Hoger onderwijs zal nooit geheel cyberveilig zijn
In het eerste kwartaal van 2022 wil OCW een overzicht hebben van de noodzakelijke financiën, het benodigde personeel en de benodigde capaciteit om alle instellingen aangesloten te hebben op een Security Operations Center (SOC). Daarnaast moeten alle instellingen een gedeeld normenkader met betrekking tot cyberveiligheid hebben, vertelde de minister. In het eerste kwartaal van 2022 komt er een stappenplan waarin wordt uiteengezet aan welke normen onderwijsinstellingen moeten voldoen en hoe ze daar naartoe zullen werken. Over de externe en interne audits van onderwijsinstellingen zullen dit najaar afspraken worden gemaakt met de koepels.
Ondanks alle inspanningen en maatregelen waakte de demissionair minister naar eigen zeggen voor naïviteit. “We moeten ons realiseren dat het onderwijs altijd kwetsbaar zal blijven”, benadrukte ze. “Ook als we al deze stappen zetten zal het nooit volledig veilig worden. Natuurlijk moeten we wel proberen de risico’s buiten de deur te houden, maar als je een open en toegankelijke werkomgeving wilt houden, is volledige veiligheid een illusie.”
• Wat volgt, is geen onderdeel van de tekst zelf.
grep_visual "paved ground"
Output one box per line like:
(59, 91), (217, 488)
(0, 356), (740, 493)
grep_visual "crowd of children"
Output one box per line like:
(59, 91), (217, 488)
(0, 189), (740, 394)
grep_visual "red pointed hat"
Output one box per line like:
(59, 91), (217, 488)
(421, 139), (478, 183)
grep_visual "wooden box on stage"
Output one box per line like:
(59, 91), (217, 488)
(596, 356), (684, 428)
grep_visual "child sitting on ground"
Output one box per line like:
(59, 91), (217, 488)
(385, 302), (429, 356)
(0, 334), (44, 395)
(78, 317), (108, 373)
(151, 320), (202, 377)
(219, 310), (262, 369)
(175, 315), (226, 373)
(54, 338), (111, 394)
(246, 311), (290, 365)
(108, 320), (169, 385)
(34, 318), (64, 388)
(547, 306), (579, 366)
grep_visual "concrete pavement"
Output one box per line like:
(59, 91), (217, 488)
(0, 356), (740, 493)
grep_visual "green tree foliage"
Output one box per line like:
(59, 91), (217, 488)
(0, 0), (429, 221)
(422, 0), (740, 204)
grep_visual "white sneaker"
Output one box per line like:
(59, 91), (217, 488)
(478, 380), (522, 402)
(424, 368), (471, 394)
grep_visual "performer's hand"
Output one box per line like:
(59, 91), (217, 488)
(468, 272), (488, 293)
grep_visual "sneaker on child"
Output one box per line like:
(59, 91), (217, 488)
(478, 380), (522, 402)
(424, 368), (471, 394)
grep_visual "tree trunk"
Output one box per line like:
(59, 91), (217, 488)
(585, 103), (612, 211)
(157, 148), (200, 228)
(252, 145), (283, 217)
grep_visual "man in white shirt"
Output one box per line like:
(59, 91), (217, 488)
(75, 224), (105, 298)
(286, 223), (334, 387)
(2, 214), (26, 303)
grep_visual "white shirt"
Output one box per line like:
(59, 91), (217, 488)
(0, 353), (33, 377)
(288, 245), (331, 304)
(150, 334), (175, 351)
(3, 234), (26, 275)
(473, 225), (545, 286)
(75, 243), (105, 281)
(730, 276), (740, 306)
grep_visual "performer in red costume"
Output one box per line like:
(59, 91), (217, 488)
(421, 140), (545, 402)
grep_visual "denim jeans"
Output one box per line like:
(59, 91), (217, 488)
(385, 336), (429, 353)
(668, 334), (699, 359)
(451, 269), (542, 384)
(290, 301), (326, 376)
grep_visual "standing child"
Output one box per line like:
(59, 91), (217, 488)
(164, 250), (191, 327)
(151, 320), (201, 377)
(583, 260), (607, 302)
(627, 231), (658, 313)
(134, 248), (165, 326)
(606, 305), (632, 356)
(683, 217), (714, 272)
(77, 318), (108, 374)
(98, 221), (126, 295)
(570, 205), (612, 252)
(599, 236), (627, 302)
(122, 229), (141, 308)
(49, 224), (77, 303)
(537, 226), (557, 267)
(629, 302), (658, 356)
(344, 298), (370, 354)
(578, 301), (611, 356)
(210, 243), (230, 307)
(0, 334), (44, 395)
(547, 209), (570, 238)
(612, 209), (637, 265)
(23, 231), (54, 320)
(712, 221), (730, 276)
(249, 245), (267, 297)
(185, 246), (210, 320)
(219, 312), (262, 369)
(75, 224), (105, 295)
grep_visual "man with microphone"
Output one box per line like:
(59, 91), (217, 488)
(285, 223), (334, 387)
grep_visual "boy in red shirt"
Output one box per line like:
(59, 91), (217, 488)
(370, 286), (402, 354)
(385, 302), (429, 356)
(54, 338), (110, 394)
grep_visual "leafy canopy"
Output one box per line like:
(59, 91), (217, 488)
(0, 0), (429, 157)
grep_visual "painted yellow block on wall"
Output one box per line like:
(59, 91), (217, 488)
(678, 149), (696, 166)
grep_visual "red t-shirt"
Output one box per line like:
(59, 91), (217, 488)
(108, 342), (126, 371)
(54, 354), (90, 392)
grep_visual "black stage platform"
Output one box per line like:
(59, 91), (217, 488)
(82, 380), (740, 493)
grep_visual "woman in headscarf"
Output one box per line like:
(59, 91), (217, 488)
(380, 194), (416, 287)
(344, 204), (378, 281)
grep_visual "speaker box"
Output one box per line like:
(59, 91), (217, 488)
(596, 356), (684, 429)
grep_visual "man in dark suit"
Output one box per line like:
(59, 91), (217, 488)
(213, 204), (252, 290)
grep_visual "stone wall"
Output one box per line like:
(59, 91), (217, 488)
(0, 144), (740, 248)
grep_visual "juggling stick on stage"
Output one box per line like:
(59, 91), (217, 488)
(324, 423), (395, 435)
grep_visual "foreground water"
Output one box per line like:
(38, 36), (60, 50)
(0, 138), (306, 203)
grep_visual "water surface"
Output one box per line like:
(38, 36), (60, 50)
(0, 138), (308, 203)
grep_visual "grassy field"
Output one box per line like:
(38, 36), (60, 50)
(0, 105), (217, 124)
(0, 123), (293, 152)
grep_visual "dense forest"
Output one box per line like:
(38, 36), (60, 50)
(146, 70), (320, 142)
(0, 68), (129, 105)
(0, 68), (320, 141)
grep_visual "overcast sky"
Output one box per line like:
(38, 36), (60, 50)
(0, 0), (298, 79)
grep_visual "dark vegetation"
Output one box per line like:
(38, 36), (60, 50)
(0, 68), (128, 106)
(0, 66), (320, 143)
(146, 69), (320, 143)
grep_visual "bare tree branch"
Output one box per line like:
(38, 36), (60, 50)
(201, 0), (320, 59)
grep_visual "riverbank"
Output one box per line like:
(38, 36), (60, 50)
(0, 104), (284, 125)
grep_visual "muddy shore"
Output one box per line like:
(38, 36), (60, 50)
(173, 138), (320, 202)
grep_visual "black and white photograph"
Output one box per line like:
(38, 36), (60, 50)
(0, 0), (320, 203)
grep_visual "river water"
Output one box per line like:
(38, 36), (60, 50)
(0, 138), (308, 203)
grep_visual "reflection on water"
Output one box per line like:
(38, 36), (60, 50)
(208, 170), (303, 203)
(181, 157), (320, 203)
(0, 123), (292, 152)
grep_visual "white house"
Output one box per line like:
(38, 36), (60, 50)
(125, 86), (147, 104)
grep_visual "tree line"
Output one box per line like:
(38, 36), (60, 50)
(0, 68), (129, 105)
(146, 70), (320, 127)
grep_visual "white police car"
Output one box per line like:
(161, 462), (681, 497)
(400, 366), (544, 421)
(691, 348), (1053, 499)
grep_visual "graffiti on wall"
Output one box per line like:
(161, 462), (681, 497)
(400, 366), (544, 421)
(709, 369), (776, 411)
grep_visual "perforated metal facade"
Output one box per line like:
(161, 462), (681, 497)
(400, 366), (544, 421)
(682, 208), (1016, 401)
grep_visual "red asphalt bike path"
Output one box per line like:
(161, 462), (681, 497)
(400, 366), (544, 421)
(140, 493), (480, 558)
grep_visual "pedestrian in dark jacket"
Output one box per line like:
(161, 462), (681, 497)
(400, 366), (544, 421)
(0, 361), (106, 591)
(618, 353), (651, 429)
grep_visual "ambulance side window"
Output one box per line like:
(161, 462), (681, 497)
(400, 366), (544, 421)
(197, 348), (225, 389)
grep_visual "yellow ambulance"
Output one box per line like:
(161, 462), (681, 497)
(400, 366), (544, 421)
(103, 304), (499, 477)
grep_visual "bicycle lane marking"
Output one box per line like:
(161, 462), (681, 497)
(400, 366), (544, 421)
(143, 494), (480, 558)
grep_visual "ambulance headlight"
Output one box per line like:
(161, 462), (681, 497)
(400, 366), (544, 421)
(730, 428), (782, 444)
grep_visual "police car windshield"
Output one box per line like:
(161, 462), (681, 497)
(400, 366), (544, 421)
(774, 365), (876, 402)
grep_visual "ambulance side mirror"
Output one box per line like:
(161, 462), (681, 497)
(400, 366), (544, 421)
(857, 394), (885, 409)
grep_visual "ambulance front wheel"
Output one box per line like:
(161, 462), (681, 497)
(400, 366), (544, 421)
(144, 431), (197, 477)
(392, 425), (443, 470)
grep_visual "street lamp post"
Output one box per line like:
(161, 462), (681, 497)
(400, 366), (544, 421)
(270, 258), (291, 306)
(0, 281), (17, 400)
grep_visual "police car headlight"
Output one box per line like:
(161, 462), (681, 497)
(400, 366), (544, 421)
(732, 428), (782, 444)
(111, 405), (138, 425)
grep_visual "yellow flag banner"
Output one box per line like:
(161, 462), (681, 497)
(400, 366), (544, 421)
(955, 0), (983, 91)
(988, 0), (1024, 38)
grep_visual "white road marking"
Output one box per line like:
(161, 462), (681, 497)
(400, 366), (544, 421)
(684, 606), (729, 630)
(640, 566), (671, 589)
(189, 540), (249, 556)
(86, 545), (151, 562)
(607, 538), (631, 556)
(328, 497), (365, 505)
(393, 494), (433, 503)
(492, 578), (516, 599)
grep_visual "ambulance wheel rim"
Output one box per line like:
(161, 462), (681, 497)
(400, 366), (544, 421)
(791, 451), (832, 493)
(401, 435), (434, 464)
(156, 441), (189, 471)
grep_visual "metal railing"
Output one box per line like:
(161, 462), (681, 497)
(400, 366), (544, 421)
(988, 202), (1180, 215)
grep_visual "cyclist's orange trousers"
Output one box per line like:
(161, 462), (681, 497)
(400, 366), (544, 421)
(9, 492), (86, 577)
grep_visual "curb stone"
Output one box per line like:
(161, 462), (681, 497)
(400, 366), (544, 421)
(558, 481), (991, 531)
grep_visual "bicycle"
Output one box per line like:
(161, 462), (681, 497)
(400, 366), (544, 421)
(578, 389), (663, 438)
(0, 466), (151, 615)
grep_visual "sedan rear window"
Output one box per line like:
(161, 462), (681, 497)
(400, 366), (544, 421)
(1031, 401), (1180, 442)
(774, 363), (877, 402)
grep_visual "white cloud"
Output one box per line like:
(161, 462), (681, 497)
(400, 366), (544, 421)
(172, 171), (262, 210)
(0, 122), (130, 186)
Als beeldschermonderwijs werkte, hoefden we geen 8,5 miljard te investeren
Naast de zorgen over de cyberveiligheid in het hoger onderwijs maakten enkele partijen, waaronder DENK en de SP, zich ook zorgen over de trend van digitalisering die tijdens de coronacrisis een extra impuls heeft gekregen. “Als ik de OCW-begroting erbij pak, dan zie ik lovende woorden van het kabinet voor het feit dat corona een impuls heeft gegeven aan beeldschermonderwijs en dat de voornaamste problemen zich bevinden op het gebied van marktwerking en privacy. Daar ben ik het echt mee oneens”, zei Peter Kwint van de SP
De leskwaliteit heeft namelijk sterk te lijden onder het beeldschermonderwijs, betoogde hij. “Zowel docenten als studenten geven in overgrote meerderheid aan dat zij een docent in een fysiek lokaal als de belangrijkste randvoorwaarde voor leskwaliteit zien. Dat is ook logisch; waarom zouden we 8,5 miljard euro uitgeven om onderwijsachterstanden weg te werken als het beeldschermonderwijs zo goed zou werken?”
Demissionair minister Van Engelshoven benadrukte later in het debat dat fysiek onderwijs nooit geheel kan worden vervangen door online onderwijs. “Studeren heeft niet alleen een cognitieve kant, ook een sociale kant”, zei ze. “Tegelijkertijd is het onderwijs door sommige gevallen van digitalisering wel verbeterd, bijvoorbeeld door blended learning. Zeggen dat het onderwijs alleen maar fysiek mag zijn, is het kind met het badwater weggooien. Fysiek onderwijs blijft de norm, maar we moeten digitalisering ook de ruimte geven.”